Masalah lainnya yang disinggung dalam buku ini adalah, betapa banyak orang (non-Syi’ah) yang mensimplifikasi konsep-konsep ajaran Syi’ah, dengan mengangkat isu-isu yang sejak ratusan tahun lalu muncul. Misalnya, tentang Syi’ah yang mempunyai Qur’an yang berbeda, Syi’ah adalah agama yang dibentuk oleh orang Yahudi bernama Abdullah bin Saba’, Syi’ah menuhankan Ali, serta atribut sesat lainnya. Sebagaimana di tubuh Ahlussunnah, di Syi’ah pun dalam sejarah perkembangannya muncul kelompok-kelompok ghulat (ekstrim) yang keluar jalur, dimana para imam Syi’ah pun berlepas tangan bahkan mengutuk mereka. Kelompok Ahlussunnah dan Syi’ah masing-masing terbagi menjadi beberapa kelompok berikut cabang-cabangnya. Ketika ada beberapa kelompok di Ahlussunnah yang keluar jalur, tidak bisa dikatakan bahwa Ahlussunnah (seluruhnya) sesat. Begitu juga dengan Syi’ah.

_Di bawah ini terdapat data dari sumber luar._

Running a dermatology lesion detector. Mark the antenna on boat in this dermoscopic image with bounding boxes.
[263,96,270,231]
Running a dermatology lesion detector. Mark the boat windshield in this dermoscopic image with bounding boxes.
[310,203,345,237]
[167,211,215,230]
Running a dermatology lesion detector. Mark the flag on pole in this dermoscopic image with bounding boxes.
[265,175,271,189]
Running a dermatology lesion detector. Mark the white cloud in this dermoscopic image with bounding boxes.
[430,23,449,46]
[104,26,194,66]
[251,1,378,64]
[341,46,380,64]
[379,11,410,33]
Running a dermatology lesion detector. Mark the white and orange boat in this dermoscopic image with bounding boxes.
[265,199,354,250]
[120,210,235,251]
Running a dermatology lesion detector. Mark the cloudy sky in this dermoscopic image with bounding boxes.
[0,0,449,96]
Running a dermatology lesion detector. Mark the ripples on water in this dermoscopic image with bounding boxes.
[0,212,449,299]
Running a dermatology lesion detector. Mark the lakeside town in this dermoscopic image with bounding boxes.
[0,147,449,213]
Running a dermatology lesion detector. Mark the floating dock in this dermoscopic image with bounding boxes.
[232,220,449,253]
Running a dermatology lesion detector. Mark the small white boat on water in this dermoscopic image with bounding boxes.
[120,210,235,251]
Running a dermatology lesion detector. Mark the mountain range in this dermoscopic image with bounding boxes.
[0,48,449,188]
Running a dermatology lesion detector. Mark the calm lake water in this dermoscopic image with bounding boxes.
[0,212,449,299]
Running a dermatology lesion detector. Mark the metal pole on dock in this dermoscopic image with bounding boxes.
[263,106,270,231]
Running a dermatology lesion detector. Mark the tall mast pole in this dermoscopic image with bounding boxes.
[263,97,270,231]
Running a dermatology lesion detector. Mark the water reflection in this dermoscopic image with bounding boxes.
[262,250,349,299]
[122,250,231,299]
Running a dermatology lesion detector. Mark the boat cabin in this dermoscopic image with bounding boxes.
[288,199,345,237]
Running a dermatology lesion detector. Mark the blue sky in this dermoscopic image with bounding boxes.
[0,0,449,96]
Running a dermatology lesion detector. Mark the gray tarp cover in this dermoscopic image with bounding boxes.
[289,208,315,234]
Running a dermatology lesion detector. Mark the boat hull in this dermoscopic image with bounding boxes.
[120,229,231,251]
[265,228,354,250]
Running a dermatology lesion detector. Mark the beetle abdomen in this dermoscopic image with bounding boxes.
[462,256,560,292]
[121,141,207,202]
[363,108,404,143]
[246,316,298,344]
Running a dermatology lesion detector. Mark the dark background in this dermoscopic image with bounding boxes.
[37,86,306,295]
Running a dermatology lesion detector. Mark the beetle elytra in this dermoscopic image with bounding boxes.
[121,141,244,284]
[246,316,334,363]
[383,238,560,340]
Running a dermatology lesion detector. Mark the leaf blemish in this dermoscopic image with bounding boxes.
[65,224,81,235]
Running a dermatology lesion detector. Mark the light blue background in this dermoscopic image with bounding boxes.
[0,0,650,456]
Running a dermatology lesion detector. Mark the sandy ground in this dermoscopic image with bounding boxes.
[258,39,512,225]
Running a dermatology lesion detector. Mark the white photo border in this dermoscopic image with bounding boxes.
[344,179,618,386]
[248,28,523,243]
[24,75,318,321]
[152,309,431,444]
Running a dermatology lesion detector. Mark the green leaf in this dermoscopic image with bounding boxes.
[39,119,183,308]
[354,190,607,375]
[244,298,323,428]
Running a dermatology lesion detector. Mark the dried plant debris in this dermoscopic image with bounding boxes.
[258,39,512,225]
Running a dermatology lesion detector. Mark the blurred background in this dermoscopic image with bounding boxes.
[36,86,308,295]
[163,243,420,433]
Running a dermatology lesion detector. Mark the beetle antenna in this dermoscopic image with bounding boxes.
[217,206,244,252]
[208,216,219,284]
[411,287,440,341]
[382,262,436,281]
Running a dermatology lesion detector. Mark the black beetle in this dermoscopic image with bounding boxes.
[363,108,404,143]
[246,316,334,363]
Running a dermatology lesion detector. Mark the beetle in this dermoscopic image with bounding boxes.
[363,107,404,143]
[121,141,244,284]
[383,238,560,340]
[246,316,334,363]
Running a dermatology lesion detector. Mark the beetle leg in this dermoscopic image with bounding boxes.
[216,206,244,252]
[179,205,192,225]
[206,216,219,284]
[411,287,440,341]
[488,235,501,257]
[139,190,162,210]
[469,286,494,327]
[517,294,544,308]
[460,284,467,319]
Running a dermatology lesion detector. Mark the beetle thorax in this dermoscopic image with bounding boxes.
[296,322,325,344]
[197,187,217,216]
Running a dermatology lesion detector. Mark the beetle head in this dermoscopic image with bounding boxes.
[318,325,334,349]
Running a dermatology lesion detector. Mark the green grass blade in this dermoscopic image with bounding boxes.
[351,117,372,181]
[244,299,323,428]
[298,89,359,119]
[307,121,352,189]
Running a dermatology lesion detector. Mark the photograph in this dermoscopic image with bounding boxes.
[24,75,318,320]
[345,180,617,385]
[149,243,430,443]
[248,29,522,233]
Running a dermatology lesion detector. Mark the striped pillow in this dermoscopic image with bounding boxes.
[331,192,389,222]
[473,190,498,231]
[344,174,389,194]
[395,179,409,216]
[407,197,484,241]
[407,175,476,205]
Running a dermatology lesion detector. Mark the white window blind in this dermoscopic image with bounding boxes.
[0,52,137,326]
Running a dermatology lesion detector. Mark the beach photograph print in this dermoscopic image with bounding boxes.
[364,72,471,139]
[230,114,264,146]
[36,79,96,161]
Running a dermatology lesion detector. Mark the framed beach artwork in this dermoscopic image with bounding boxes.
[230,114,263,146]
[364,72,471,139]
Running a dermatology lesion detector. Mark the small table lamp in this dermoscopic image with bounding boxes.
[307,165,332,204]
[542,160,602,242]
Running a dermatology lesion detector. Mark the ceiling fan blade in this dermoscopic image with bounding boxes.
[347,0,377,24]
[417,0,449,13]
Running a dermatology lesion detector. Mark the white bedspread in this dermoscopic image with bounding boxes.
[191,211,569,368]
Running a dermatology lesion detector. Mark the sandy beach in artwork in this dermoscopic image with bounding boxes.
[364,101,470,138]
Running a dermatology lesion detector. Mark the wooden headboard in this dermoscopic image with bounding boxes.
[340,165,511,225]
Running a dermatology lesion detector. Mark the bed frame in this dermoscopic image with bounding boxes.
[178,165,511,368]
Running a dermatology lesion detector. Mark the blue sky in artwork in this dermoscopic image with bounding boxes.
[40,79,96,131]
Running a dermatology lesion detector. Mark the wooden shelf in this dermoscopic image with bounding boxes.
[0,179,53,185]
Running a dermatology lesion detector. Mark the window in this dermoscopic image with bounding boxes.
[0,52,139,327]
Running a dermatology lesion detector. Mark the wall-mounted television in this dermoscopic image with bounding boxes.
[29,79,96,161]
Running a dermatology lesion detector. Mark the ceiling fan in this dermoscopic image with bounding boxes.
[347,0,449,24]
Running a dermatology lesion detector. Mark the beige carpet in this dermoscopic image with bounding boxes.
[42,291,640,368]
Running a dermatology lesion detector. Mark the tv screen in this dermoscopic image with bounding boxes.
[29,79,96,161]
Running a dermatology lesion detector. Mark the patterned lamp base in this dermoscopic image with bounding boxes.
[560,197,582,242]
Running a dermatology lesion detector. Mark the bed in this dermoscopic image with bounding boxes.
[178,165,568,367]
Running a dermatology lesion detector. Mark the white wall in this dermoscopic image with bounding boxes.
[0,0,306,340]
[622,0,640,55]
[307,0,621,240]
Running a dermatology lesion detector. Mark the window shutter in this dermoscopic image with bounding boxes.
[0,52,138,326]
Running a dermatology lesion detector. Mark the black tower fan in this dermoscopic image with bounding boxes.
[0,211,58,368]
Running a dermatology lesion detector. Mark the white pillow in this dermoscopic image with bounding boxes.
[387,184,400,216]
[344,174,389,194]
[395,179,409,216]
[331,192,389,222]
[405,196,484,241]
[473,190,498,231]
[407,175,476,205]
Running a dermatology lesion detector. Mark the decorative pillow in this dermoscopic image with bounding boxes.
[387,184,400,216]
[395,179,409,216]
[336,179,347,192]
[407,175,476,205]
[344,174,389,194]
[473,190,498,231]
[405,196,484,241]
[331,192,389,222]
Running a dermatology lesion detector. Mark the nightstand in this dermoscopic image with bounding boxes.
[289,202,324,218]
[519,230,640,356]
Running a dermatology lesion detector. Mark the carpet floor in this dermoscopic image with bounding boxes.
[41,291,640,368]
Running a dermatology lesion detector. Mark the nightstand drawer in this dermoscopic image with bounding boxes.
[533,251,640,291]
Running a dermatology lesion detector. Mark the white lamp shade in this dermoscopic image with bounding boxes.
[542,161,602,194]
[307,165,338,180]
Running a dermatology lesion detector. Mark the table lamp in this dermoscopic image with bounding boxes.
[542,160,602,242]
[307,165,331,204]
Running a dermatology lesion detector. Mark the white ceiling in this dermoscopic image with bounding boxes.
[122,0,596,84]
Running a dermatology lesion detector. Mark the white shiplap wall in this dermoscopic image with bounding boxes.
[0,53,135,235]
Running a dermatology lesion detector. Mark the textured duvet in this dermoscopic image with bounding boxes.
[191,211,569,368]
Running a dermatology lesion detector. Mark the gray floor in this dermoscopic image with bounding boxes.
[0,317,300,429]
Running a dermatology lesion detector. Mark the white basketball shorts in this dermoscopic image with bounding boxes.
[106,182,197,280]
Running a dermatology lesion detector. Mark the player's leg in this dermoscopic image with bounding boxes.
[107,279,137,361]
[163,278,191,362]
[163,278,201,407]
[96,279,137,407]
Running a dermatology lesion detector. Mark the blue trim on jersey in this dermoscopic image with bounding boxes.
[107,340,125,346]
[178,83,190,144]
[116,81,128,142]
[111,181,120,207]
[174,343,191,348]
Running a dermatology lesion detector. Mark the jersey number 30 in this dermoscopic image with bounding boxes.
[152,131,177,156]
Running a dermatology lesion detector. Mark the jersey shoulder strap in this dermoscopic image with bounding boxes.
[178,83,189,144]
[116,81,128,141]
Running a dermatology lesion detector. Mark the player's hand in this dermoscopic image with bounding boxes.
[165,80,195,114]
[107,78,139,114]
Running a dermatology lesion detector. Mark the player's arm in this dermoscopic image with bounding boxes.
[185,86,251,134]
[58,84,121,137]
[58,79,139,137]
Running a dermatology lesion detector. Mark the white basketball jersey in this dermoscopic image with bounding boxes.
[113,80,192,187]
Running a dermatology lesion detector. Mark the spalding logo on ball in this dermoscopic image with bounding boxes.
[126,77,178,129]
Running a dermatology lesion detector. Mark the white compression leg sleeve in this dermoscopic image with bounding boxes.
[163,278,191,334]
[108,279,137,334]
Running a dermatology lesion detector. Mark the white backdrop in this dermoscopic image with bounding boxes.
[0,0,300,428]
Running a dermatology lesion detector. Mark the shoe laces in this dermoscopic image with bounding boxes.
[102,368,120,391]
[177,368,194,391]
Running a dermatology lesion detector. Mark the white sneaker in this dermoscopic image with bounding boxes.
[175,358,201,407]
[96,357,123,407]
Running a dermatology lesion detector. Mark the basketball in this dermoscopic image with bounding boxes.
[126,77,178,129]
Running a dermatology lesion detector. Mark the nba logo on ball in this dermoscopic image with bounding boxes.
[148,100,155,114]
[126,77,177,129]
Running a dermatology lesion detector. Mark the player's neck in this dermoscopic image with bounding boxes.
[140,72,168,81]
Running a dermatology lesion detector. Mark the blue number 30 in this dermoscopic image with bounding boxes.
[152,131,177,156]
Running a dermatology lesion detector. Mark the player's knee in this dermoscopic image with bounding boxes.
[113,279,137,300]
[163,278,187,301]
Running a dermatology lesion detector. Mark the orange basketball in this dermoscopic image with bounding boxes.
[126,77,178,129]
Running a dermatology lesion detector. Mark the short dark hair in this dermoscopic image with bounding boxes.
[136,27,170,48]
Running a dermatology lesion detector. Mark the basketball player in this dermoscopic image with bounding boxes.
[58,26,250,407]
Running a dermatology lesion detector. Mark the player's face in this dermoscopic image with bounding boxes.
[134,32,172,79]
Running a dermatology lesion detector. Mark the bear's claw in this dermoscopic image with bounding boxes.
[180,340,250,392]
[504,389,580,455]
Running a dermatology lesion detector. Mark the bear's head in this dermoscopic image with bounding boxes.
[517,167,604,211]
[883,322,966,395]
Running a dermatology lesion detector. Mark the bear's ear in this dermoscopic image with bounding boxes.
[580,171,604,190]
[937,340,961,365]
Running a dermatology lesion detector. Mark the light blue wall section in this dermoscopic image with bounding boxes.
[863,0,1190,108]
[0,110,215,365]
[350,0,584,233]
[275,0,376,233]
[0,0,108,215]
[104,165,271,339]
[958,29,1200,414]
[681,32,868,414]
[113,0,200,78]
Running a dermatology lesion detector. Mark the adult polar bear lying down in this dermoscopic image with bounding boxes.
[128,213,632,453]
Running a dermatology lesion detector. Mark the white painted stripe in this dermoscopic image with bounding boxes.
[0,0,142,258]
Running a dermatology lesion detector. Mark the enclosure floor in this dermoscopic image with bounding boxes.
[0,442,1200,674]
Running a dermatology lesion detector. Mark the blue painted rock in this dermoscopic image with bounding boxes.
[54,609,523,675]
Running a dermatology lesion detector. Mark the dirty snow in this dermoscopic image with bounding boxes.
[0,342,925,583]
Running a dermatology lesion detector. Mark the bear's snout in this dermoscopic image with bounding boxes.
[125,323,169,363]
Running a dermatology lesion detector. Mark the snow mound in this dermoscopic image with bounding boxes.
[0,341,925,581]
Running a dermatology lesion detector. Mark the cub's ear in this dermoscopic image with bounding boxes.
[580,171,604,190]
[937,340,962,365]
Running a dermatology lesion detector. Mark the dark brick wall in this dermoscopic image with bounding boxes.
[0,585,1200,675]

Dalam buku ini, selebihnya dibahas perbedaan-perbedaan yang bersifat furu’ (rincian ajaran), sebagaimana ditemukan juga di antara keempat madzhab besar Ahlussunnah (Hanafi, Maliki, Syafi’i dan Hanbali). Selain itu, diulas juga secara rinci beberapa poin yang selama ini menjadi sumber tuduhan terhadap Syi’ah, diantaranya: pelaknatan kaum Syi’ah terhadap sahabat Nabi Saw, raj’ah, bada’, taqiyah sampai persoalan seputar ibadah ritual.

Di dalam buku yang ditulis oleh seorang cendekiawan yang paham tentang Syi’ah ini, dipaparkan secara umum bahwa persamaan antara Sunnah-Syi’ah lebih banyak ketimbang perbedaannya. Dan tentu saja keduanya masih bisa digandengkan dalam koridor persatuan. Dan inilah nampaknya tujuan penulisan buku ini. Agar kita umat muslim tidak dengan mudah terprovokasi oleh upaya-upaya keji para musuh Islam yang tidak suka melihat Islam bersatu. Stigma yang selama ini melekat pada Syi’ah tak lain karena kurangnya informasi yang diperoleh. Atau kalaupun ada, hanya bersifat sepihak saja.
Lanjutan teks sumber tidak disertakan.